Le rôle de la communauté internationale
La communauté internationale a un rôle essentiel à jouer afin que le processus de paix garantisse la pleine réalisation des droits humains et, en particulier, du droit des victimes à la vérité, à la justice et à des réparations, notamment à des garanties de non-répétition, conformément au droit international et aux normes associées. Pour être pérenne, la paix requiert des mécanismes judiciaires afin de remédier aux failles de la justice, et des mesures exhaustives visant à prévenir de nouveaux crimes de droit international, violations des droits humains et atteintes à ces droits.
C’est pour cela que la mission politique spéciale prévue par la résolution 2261 (2016) du Conseil de sécurité est une initiative importante et positive. Toute mission de ce type doit comporter une dimension relative aux droits humains si on souhaite qu’elle soit efficace. La menace pesant sur les droits humains en Colombie ne serait pas principalement liée à de possibles violations du cessez-le-feu ou des accords de cessation des hostilités - sur lesquelles serait axée la mission proposée -, mais en relation avec la « guerre sale » menée contre les civils par toutes les parties au conflit.
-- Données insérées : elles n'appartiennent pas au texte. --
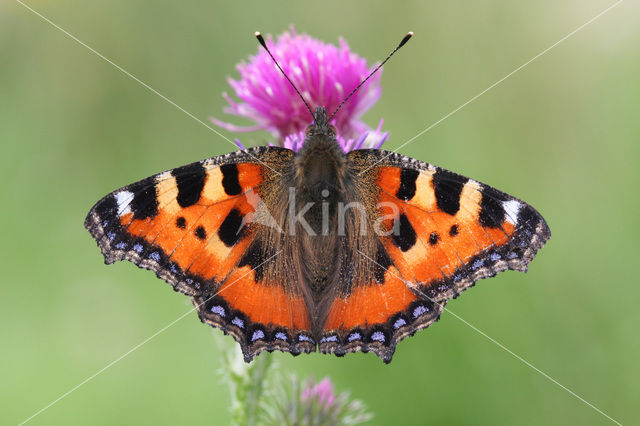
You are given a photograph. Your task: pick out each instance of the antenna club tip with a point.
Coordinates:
(260, 39)
(405, 39)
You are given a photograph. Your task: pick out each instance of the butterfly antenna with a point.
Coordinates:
(404, 40)
(262, 42)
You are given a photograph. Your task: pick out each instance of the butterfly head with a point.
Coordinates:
(321, 126)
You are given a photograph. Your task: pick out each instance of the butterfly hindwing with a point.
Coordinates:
(195, 227)
(439, 233)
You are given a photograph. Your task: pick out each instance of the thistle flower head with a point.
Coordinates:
(323, 73)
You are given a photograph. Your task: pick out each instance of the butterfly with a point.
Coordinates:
(317, 249)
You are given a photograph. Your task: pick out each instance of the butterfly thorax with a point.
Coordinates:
(320, 164)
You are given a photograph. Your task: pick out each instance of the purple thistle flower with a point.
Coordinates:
(324, 74)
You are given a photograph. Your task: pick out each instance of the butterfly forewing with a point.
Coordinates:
(195, 226)
(445, 232)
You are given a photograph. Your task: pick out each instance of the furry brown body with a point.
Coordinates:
(325, 218)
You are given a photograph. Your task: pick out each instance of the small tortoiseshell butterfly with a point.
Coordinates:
(317, 249)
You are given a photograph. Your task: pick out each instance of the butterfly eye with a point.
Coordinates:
(308, 130)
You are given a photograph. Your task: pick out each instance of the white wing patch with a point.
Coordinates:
(511, 208)
(123, 198)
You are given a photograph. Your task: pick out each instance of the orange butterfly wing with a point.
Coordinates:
(439, 233)
(194, 226)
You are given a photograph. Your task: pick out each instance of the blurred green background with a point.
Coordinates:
(562, 134)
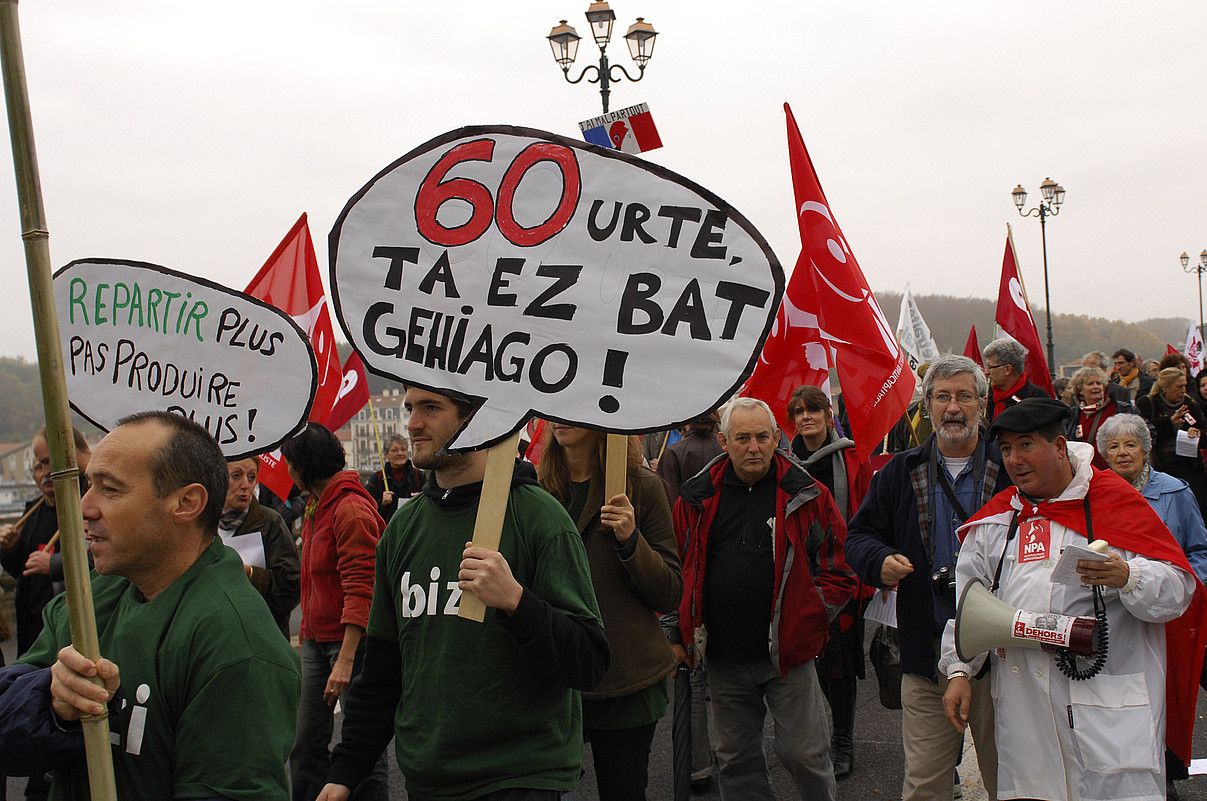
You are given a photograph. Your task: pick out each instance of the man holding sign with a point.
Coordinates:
(474, 708)
(191, 653)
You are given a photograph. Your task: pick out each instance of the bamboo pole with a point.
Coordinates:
(64, 469)
(488, 526)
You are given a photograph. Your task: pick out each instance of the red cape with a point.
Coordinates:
(1124, 519)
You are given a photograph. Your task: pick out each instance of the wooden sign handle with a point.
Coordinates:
(616, 467)
(488, 526)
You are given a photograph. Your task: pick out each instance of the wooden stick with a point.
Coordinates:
(64, 468)
(616, 471)
(21, 520)
(488, 526)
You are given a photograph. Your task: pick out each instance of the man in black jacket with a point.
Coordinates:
(904, 536)
(474, 709)
(1004, 361)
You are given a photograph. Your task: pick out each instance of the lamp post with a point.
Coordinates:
(1053, 196)
(564, 41)
(1200, 268)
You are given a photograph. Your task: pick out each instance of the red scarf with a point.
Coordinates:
(1124, 519)
(1002, 396)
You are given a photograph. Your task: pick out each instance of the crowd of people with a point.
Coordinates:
(745, 553)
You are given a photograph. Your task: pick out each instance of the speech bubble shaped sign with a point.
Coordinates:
(547, 276)
(140, 337)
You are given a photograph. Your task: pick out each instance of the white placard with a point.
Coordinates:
(250, 548)
(552, 278)
(1065, 572)
(882, 608)
(139, 337)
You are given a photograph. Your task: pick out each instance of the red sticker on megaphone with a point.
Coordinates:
(1035, 541)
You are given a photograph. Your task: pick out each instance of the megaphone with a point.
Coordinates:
(984, 621)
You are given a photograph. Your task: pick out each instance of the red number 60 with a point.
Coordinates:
(435, 191)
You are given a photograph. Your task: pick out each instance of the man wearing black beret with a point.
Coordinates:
(1100, 736)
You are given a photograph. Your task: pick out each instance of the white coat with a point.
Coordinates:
(1102, 738)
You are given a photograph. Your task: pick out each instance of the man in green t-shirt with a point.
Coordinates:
(200, 688)
(477, 711)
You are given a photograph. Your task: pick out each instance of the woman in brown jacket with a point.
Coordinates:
(635, 568)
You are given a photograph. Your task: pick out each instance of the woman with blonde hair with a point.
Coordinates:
(1175, 415)
(635, 568)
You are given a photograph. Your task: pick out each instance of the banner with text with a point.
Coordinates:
(139, 337)
(552, 278)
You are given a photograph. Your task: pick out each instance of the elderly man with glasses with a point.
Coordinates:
(1004, 368)
(904, 537)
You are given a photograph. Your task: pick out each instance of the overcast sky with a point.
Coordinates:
(192, 135)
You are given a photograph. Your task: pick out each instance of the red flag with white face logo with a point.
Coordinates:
(794, 352)
(873, 370)
(290, 281)
(1014, 316)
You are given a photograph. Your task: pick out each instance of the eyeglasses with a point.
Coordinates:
(962, 398)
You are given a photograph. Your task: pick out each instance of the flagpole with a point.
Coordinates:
(377, 434)
(64, 468)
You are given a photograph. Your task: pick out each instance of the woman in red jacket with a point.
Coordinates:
(339, 535)
(831, 460)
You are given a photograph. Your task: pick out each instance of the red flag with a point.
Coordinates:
(354, 393)
(794, 352)
(1014, 316)
(290, 281)
(874, 374)
(972, 348)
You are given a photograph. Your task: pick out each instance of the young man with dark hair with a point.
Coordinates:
(477, 711)
(191, 653)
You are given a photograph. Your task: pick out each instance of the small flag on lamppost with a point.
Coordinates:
(630, 130)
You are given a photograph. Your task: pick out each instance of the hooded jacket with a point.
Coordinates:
(812, 579)
(339, 537)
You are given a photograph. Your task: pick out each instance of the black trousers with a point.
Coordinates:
(622, 761)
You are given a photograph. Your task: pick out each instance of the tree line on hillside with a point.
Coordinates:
(1073, 335)
(949, 319)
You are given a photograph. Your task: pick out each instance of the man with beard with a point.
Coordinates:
(477, 711)
(904, 536)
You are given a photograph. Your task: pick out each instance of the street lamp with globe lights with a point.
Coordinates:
(1200, 268)
(564, 40)
(1053, 197)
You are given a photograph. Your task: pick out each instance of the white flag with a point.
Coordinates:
(1194, 351)
(914, 334)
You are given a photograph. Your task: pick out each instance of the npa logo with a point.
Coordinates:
(419, 600)
(1035, 542)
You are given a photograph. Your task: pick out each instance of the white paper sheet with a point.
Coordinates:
(250, 548)
(882, 608)
(1066, 567)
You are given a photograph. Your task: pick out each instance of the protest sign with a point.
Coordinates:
(547, 276)
(140, 337)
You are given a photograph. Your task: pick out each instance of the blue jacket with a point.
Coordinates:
(894, 519)
(1178, 509)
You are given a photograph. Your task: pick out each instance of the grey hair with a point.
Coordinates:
(949, 367)
(1124, 425)
(1084, 375)
(1007, 351)
(744, 403)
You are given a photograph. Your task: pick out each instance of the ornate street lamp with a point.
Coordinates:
(564, 40)
(1053, 197)
(1200, 268)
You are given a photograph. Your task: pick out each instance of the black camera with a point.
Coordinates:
(943, 582)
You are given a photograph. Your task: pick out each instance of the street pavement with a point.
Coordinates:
(878, 769)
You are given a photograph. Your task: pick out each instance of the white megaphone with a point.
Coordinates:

Les tactiques que celles-ci emploient, qui visent tout particulièrement des populations remettant en cause des intérêts économiques puissants sur leurs terres et territoires, continueront, et pourraient s’intensifier après la signature de l’accord de paix.
Amnesty International exhorte donc les États membres et observateurs du Conseil des droits de l’homme à :
- Faire état de ces préoccupations et recommandations dans le cadre des débats au sein du Conseil des droits de l’homme et des discussions bilatérales avec le gouvernement colombien.
- Insister sur le fait que les parties au conflit doivent mettre en œuvre, pleinement et sans délai, les recommandations du Haut-Commissariat et celles d’autres organes des Nations unies en matière de droits humains.
- Demander aux acteurs concernés de veiller à ce que l’accord sur les victimes du conflit garantisse le droit des victimes à la vérité, à la justice et à des réparations, et notamment à des garanties de non-répétition, conformément au droit international et aux normes internationales.
- Engager les autorités à abroger les textes de loi, tels que la loi 1765 et l’acte législatif n° 1, qui sont susceptibles de renforcer l’impunité des membres des forces de sécurité impliqués dans des violations des droits humains.
- Appeler le gouvernement à mettre en place des mesures efficaces visant à prévenir les atteintes aux droits humains, notamment en démantelant les groupes paramilitaires et en rompant leurs liens avec les acteurs étatiques.
- Souligner que les autorités colombiennes doivent adopter des mesures spécifiques afin de garantir la sécurité de groupes et de communautés exposés à des risques particuliers, comme les peuples indigènes, les populations afro-colombiennes, les petits paysans, les personnes réclamant la restitution de leurs terres, les défenseurs des droits humains, les syndicalistes et les journalistes.
- Demander aux autorités de combler les graves lacunes que présente la loi sur les victimes et la restitution de terres, ainsi que sa mise en œuvre, et d’abroger les dispositions de la loi 1753 qui pourraient fragiliser le droit à réparation de nombreuses personnes réclamant la restitution de leurs terres, en particulier les territoires de populations indigènes et afro-colombiennes.
- Préconiser l’ajout d’une composante relative aux droits humains à la mission politique spéciale créée en vertu de la résolution 2261 (2016) du Conseil de sécurité, afin de compléter l’action du bureau du Haut-commissariat aux droits de l’homme en Colombie, dont le rôle en matière de suivi et de compte-rendu doit être renforcé.